First, add the connections to your configuration and set the gateway_managed_virtual_layer flag to true:
=== "YAML"
```yaml linenums="1" hl_lines="30"
gateways:
redshift:
connection:
type: redshift
user: <redshift_user>
password: <redshift_password>
host: <redshift_host>
database: <redshift_database>
variables:
gw_var: 'redshift'
athena:
connection:
type: athena
aws_access_key_id: <athena_aws_access_key_id>
aws_secret_access_key: <athena_aws_secret_access_key>
s3_warehouse_location: <athena_s3_warehouse_location>
variables:
gw_var: 'athena'
snowflake:
connection:
type: snowflake
account: <snowflake_account>
user: <snowflake_user>
database: <snowflake_database>
warehouse: <snowflake_warehouse>
variables:
gw_var: 'snowflake'
default_gateway: redshift
gateway_managed_virtual_layer: true
variables:
gw_var: 'global'
global_var: 5
```
=== "Python"
```python linenums="1" hl_lines="48"
from sqlmesh.core.config import (
Config,
ModelDefaultsConfig,
GatewayConfig,
RedshiftConnectionConfig,
AthenaConnectionConfig,
SnowflakeConnectionConfig,
)
config = Config(
model_defaults=ModelDefaultsConfig(dialect="redshift"),
gateways={
"redshift": GatewayConfig(
connection=RedshiftConnectionConfig(
user="<redshift_user>",
password="<redshift_password>",
host="<redshift_host>",
database="<redshift_database>",
),
variables={
"gw_var": "redshift"
},
),
"athena": GatewayConfig(
connection=AthenaConnectionConfig(
aws_access_key_id="<athena_aws_access_key_id>",
aws_secret_access_key="<athena_aws_secret_access_key>",
region_name="<athena_region_name>",
s3_warehouse_location="<athena_s3_warehouse_location>",
),
variables={
"gw_var": "athena"
},
),
"snowflake": GatewayConfig(
connection=SnowflakeConnectionConfig(
account="<snowflake_account>",
user="<snowflake_user>",
database="<snowflake_database>",
warehouse="<snowflake_warehouse>",
),
variables={
"gw_var": "snowflake"
},
),
},
default_gateway="redshift",
gateway_managed_virtual_layer=True,
variables={
"gw_var": "global",
"global_var": 5,
},
)
```
Note that gateway-specific variables take precedence over global ones. In the example above, the gw_var used in a model will resolve to the value specified in the model's gateway.
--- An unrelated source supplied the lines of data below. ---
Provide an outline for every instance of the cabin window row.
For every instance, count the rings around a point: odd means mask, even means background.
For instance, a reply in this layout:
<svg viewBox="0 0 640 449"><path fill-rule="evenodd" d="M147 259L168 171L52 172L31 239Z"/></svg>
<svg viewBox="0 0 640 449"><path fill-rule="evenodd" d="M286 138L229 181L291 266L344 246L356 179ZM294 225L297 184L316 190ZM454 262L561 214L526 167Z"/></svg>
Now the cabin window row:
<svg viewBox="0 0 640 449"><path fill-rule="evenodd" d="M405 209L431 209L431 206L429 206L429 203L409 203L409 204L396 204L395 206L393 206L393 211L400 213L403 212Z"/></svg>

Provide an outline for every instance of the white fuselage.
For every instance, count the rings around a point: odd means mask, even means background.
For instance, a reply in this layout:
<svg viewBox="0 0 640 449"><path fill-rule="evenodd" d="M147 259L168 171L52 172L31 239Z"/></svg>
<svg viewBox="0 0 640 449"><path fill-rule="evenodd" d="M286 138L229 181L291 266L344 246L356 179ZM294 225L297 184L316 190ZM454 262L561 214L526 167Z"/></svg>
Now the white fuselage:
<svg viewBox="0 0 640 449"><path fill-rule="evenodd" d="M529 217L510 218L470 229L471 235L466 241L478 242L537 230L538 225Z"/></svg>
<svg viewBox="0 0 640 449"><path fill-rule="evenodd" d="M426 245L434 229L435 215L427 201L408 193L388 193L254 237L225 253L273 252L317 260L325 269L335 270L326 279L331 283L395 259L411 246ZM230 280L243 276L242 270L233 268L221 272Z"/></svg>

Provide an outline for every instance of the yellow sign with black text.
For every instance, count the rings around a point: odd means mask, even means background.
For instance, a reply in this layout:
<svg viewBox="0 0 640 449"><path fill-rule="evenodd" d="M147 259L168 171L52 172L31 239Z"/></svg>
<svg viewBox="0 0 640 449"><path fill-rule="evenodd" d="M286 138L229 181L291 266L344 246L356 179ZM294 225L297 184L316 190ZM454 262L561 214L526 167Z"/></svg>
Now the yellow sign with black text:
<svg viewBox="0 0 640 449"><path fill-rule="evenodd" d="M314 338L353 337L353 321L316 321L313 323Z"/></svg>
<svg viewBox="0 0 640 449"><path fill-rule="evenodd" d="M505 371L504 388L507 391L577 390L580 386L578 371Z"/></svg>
For further customization, you can also enable gateway-specific model defaults. This allows you to define custom behaviors, such as specifying a dialect with case-insensitivity normalization.
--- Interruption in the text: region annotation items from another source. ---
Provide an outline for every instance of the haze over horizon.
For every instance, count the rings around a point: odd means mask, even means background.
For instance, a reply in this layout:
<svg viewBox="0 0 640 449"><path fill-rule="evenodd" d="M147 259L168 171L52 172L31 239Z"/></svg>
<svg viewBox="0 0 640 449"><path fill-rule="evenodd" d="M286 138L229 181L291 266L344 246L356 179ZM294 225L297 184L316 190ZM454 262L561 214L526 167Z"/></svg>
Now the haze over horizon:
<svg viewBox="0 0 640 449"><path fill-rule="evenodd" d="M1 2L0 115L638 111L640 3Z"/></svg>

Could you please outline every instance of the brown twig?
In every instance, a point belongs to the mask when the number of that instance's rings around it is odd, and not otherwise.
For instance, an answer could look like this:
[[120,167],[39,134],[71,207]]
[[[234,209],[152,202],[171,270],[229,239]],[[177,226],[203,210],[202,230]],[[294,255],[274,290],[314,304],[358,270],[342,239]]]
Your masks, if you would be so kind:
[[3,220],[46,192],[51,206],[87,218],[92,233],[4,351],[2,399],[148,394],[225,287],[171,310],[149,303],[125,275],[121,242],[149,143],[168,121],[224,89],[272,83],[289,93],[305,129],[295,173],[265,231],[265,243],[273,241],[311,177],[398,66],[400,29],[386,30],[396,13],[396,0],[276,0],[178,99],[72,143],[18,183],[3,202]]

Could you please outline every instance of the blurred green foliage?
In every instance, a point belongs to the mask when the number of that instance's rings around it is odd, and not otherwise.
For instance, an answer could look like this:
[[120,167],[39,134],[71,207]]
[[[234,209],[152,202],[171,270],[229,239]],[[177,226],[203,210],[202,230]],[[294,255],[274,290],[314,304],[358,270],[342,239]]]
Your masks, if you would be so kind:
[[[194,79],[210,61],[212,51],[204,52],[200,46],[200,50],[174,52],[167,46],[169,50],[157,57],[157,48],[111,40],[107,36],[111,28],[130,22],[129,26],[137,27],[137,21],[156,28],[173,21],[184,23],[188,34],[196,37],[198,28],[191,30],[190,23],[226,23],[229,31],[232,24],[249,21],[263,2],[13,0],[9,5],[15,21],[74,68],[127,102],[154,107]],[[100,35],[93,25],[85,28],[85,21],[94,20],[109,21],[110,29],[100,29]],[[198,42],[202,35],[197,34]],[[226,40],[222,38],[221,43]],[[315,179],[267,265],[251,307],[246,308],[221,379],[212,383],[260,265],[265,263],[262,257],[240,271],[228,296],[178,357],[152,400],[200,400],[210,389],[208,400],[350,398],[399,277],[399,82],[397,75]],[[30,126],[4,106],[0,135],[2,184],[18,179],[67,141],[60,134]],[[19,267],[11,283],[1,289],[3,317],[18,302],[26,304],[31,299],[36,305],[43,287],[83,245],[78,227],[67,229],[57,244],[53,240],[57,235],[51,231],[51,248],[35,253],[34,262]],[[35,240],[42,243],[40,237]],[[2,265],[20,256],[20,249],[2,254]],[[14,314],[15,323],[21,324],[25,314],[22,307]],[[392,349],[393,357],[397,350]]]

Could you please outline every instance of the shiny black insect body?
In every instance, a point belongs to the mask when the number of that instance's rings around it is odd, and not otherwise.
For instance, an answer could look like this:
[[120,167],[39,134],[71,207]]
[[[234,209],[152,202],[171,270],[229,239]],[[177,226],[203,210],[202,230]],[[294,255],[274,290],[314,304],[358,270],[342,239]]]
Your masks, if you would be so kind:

In the example configuration above the default gateway is redshift, so all models without a gateway specification will run on redshift, as in this order_dates model:
MODEL (
name redshift_schema.order_dates,
table_format iceberg,
);
SELECT
order_date,
order_id
FROM
bucket.raw_data;For the athena_schema.order_status model, we explicitly specify the athena gateway:
MODEL (
name athena_schema.order_status,
table_format iceberg,
gateway athena,
);
SELECT
order_id,
status
FROM
bucket.raw_data;Finally, specifying the snowflake gateway for the customer_orders model ensures it is isolated from the rest and reads from a table within the Snowflake database:
MODEL (
name snowflake_schema.customer_orders,
table_format iceberg,
gateway snowflake
);
SELECT
customer_id,
orders
FROM
bronze_schema.customer_data;
Figure 2: The gateways represent the execution engine and indicate where the virtual layer’s views and the physical layer's tables reside
When you run the plan, the catalogs for each model will be set automatically based on the gateway’s connection and each corresponding model will be executed by the specified engine:
❯ sqlmesh plan
`prod` environment will be initialized
Models:
└── Added:
├── awsdatacatalog.athena_schema.order_status # each model uses its gateway's catalog and schema
├── redshift_schema.order_dates
└── silver.snowflake_schema.customers
Models needing backfill:
├── awsdatacatalog.athena_schema.order_status: [full refresh]
├── redshift_schema.order_dates: [full refresh]
└── silver.snowflake_schema.customer_orders: [full refresh]
Apply - Backfill Tables [y/n]: yThe views of the virtual layer will also be created by each corresponding engine.
This approach provides isolation between your models, while maintaining centralized control over your project.